Banxia Xiexin decoction, a traditional Chinese medicine, alleviates colon cancer in nude mice

Shuai Yan 1,#, Yinzi Yue 1,#, Jinbang Wang 2, Wenting Li 3, Mingming Sun 1, Li Zeng 3,, Xiaopeng Wang 1,
PMCID: PMC6736817  PMID: 31555689

Abstract

Backgrounds

Banxia Xiexin decoction (BXD) is widely used in the treatment of acute and chronic gastritis, peptic ulcer, dyspepsia, gastrointestinal dysfunction, chronic hepatitis, oral ulcer and other diseases, but there are few reports on its treatment of colon cancer. The current study was designed to investigate the effect of BXD on colon cancer and its possible molecular mechanisms.

Methods

Fifty SPF BALB/c nude mice were selected to establish an animal model of colon cancer bearing nude mice. Establishment of nude mice intestinal cancer model by subcutaneous injection of intestinal cancer cells. Serum superoxide dismutase (SOD) and malondialdehyde (MDA) were detected by commercial kits. Pro-inflammatory cytokines in serum were detected. Western blotting was used to demonstrate the expression levels of related apoptosis proteins, inflammation and oxidative stress proteins.

Results

Our results showed that BXD could decrease SOD and increased MDA in nude mice bearing tumors. BXD increased pro-inflammatory cytokines in serum in nude mice bearing tumors. Western blotting revealed that the protein expressions of Bax, Caspase-3, Caspase-9 were increased by different concentrations of BXD, while Bcl-2 was decreased. BXD also decreased Nrf-2 and HO-1, and increased the levels of MAPK/NF-κB pathway in tumor tissue.

Conclusions

BXD has an obvious tumor inhibiting effect on SW 480 colon cancer transplanted tumor in nude mice via apoptotic pathway and MAPK/NF-κB pathway.

Keywords: Colon cancer, Banxia Xiexin decoction (BXD), nude mice

Introduction

Colon cancer is one of the common malignant tumors of digestive tract. The incidence rate and mortality rate of colorectal cancer are the third and fourth respectively in the world. In recent years, the incidence rate and mortality rate of colorectal cancer have not increased significantly in the world. The incidence rate and mortality rate of colorectal cancer in developed countries, represented by the United States, have declined to varying degrees. However, the decline is mainly due to screening techniques and reduction of exposure to high-risk factors. Improvement of treatment methods also plays an important role in accelerating the reduction of the incidence rate of colorectal cancer (1). Colon cancer has obvious regional distribution differences in the world. Generally speaking, the morbidity and mortality in developed areas are higher than those in developed areas. The incidence rate and mortality rate of colon cancer in China are still lower than those in developed countries and belong to low-incidence areas. However, the overall level of incidence rate and mortality rate are on the rise year by year.

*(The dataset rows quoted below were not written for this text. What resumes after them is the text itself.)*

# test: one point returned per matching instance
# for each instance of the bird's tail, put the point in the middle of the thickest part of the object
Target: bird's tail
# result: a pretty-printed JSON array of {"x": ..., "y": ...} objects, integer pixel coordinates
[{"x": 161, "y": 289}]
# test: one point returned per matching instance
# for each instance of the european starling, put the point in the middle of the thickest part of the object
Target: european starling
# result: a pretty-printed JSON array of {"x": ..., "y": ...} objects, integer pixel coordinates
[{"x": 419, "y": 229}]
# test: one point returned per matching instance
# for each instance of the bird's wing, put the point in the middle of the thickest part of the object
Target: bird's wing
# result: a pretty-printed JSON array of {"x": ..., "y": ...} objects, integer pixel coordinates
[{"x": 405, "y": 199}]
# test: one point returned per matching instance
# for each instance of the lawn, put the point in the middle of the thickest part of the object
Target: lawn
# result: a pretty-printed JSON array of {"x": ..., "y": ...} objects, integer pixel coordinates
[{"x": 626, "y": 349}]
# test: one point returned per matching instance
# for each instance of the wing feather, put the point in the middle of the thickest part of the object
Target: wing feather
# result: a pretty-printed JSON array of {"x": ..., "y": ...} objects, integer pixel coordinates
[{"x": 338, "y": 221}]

With the development of economy, changes in the national living environment, diet, lifestyle and social pressure are closely related to the occurrence of the disease (2). At present, the treatment of colon cancer in clinic mainly adopts surgery, radiotherapy and traditional Chinese medicine adjuvant chemotherapy. Because colon cancer is not easily detected in the early stage or diagnosed as multiple metastases in the late stage, there are not many cases treated by surgery, so chemotherapy is a common method. In recent years, the research on chemotherapy drugs for colon cancer has become a hot topic (3-5). Although the death rate has decreased in recent years due to the improvement of screening, diagnosis, prognosis and treatment methods, the currently available treatment methods include surgery, radiotherapy and chemotherapy, especially for patients with advanced colon cancer (6-8). Chemotherapy drugs have been widely used in patients with advanced colon cancer. However, many patients acquired resistance to chemotherapy drugs, resulting in treatment failure (9). Therefore, identifying new drugs with small side effects can improve the quality of life of colon cancer patients.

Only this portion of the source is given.